Revigorado depois de uma tour na Europa (ele retornou dois dias antes do show) e visivelmente entusiasmado com a eletricidade dos fãs, que praticamente em todas as músicas entoavam coros, Black Alien não trocou muitas ideias no palco. “Só posso mesmo é agradecer a tudo isso”, disparou em alguns momentos durante o espetáculo. No seu perfil oficial no Instagram, ele ressaltou: “Sem palavras por essa noite inesquecível, família!” O seu eu lírico – romântico e libertino ao mesmo tempo – também foi ponto marcante da apresentação. As músicas “Vai Baby” e “Au Revoir” falam de relacionamentos e incertezas, em meio ao que Gustavo considera um caos: o estado de sobriedade. Em outros momentos, ele já chegou a declarar que não se sente um santo por ter parado de usar drogas, mas que o rompimento foi uma questão sobrevivência. “É que meu fígado não concordou com meu estilo de vida”, afirma Black Alien na música “Take Ten”.
Se em outros momentos do rapper a apologia às drogas fez parte das suas expressões artísticas, como nos tempos em que foi integrante do Planet Hemp, hoje ele prefere destacar o prazer pela vida, como neste trecho em “Carta para Amy”. Na música ele também faz referência à genialidade de Kurt Cobain e Nina Simone.
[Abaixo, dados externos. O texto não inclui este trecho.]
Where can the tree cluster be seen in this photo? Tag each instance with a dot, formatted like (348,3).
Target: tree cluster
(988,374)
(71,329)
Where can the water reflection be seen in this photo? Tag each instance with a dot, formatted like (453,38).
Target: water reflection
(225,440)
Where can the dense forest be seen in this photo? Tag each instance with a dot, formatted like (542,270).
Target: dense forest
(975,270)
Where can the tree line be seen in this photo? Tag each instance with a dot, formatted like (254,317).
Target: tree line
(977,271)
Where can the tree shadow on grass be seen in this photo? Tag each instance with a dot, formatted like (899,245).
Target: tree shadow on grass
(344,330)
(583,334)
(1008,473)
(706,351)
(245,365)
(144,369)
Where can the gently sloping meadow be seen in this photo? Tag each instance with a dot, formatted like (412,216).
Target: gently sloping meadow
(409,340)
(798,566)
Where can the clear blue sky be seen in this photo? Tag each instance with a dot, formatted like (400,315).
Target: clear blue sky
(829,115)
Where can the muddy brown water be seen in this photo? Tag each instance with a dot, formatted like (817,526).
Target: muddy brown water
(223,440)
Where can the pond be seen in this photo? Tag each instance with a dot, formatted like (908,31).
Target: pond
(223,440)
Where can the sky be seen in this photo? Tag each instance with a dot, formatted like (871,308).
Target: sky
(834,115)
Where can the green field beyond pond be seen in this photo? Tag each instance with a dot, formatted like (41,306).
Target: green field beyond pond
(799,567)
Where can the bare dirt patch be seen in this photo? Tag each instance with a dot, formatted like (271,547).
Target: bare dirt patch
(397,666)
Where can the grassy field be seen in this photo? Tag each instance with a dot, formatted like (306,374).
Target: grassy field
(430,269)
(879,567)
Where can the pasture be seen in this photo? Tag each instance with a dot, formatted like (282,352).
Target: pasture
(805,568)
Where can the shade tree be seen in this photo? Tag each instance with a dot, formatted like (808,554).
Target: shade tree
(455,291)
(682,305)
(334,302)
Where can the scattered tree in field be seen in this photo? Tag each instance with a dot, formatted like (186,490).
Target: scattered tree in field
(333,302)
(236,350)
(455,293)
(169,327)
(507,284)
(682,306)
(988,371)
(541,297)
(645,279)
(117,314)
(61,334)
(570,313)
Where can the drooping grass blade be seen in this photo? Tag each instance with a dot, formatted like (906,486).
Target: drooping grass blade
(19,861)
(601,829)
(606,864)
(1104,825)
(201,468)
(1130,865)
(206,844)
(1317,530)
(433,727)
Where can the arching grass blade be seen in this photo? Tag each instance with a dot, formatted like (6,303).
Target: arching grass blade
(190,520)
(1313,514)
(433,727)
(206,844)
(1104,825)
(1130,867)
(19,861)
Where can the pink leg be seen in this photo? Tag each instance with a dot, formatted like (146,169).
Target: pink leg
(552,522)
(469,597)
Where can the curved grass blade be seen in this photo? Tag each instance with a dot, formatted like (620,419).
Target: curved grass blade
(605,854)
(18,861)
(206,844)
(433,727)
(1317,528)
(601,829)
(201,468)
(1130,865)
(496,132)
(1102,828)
“Quando legalizarem a planta, qual vai ser o seu assunto? Cara chato
Habito as fronteiras da travessia do espelho, point of no return
No confinamento as paredes são minhas páginas de cimento, babylon burn
Jurei por Deus que ia acertar as contas,
e aí lembrei que é Deus quem acerta as contas
Ele acerta no início, no meio, e no fim das contas
Quem somos nós nesse mundo complicado?
Danger zone, sou só mais um
Sente o som e o peso da pata do pirata sem garrafa de rum”
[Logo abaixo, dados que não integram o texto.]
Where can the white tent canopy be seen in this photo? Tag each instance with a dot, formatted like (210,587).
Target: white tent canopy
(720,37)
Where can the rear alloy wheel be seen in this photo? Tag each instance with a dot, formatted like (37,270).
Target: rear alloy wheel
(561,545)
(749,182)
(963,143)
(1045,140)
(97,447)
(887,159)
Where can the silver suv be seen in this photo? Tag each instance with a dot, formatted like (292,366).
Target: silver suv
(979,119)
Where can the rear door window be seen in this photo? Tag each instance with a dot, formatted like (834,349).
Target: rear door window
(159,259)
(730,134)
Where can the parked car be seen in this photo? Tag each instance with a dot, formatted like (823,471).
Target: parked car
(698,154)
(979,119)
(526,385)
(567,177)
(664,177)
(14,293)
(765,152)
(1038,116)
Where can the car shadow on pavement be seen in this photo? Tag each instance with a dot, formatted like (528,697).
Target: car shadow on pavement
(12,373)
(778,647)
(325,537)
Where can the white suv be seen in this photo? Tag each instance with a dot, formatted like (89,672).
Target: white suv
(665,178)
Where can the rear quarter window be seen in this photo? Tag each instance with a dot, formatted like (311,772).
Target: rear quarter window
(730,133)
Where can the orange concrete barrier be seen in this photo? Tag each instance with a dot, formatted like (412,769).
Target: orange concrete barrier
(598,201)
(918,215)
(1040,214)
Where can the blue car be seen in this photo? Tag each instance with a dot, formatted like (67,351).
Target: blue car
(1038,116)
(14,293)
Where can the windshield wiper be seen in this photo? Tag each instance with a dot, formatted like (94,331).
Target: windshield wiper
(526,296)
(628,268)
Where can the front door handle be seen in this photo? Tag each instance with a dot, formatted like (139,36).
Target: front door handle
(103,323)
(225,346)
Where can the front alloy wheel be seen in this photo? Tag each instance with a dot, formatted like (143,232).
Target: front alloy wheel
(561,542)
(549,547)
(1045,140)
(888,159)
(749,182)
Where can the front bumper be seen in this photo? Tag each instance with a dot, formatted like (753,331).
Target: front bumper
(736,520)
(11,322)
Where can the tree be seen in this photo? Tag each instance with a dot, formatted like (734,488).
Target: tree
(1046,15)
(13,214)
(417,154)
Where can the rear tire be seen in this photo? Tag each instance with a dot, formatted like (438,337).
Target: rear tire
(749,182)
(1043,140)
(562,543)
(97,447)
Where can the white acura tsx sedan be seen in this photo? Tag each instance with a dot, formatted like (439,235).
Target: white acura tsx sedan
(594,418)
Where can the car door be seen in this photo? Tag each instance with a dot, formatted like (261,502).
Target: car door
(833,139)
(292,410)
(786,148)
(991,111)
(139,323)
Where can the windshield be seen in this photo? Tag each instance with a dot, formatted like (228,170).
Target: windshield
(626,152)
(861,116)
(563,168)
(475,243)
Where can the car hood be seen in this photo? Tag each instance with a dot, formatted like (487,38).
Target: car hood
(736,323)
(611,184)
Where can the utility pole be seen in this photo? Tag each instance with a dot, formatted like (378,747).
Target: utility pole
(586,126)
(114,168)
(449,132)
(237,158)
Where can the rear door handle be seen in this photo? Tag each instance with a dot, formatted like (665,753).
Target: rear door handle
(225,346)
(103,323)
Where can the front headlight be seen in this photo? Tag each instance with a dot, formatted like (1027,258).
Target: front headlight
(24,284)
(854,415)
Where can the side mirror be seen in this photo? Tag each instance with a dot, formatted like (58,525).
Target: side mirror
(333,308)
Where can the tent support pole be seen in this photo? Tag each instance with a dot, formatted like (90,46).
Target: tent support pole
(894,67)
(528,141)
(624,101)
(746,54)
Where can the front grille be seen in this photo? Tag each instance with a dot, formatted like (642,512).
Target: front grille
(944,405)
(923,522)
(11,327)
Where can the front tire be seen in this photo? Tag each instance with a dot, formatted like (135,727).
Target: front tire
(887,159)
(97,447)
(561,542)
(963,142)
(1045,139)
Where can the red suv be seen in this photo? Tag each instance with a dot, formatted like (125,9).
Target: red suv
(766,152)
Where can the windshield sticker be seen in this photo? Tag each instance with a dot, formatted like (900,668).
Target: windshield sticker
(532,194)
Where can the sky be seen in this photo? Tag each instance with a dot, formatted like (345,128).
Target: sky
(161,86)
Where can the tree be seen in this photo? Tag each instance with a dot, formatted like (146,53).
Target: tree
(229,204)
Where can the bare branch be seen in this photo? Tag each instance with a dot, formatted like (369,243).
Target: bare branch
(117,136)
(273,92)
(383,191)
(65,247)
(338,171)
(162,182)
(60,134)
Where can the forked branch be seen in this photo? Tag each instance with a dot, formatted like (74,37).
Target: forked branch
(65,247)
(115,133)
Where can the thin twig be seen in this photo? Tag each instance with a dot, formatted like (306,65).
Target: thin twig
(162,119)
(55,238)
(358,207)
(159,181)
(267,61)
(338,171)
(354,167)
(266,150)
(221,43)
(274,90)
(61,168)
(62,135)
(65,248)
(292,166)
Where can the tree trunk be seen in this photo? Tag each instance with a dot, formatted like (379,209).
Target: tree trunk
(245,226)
Um dos pontos mais lindos do show foi o coro com o nome de Gustavo, quando ele cantou “Aniversário de Sobriedade”. Esta é sem dúvida uma das músicas que simbolizam este momento da carreira do compositor, já que ele fala de clínica de dependência em que ficou internado durante um período. Na sequência do coro, ele mandou nada menos do que o clássico “Babylon By Gus”, do CD Babylon by Gus – Vol. I – O Ano do Macaco, lançado em 2004, levando todos, literalmente, ao delírio. Outras das antigas que emocionaram foram “Contexto” do Planet Hemp, “Umaextrapunkprumextrafunk” e romântica “Como eu te quero”. O show ficou completo com todas as 12 faixas do disco. Neon, inclusive na roupa do rapper e toda a produção artística deixaram o Circo Voador ainda mais majestoso.
“Nas dependências da clínica de dependência química
Me deixa quieto aqui na minha, cara
Nas dependências da clínica de dependência química
Dependência é muita treta, reclamar com quem
Vira o centro do rolé, diversão que encarece o kit
Whisky, pó, cigarro, ‘mulé’ e um carro pra Nikity
Tão elevado, complexo de Nietzsche
Tá ligado, eu tô ligado sem nexo no beat
É um crime jogar meu tempo fora aqui suando creme
Jogo tudo fora ou me jogo da Pedra do Leme”
(Trecho de “Aniversário de Sobriedade”)
Toda essa genialidade musical em composição ganhou uma parceria de peso na produção. Quem assina “Abaixo de Zero: Hello Hell” com Black Alien é o produtor musical Tiago da Cal Alves, conhecido como Papatinho. Ele é um dos mais cobiçados do mercado, não só pela parceria recente com Gustavo, mas também por assinar hits como “Onda Diferente” de Anitta. Antes disso, ele estourou no universo musical com o ConeCrew Diretoria, grupo de rap criado em 2006, que bombou nas rádios de todos os cantos do país com “Chama os Mulekes” e “Rainha da Pista”, graças a sua versatilidade entre o funk e o pop, e no caso de Gustavo, com o rap. No Rio de Janeiro, o público pode esperar ainda mais shows do Black Alien no próximo mês.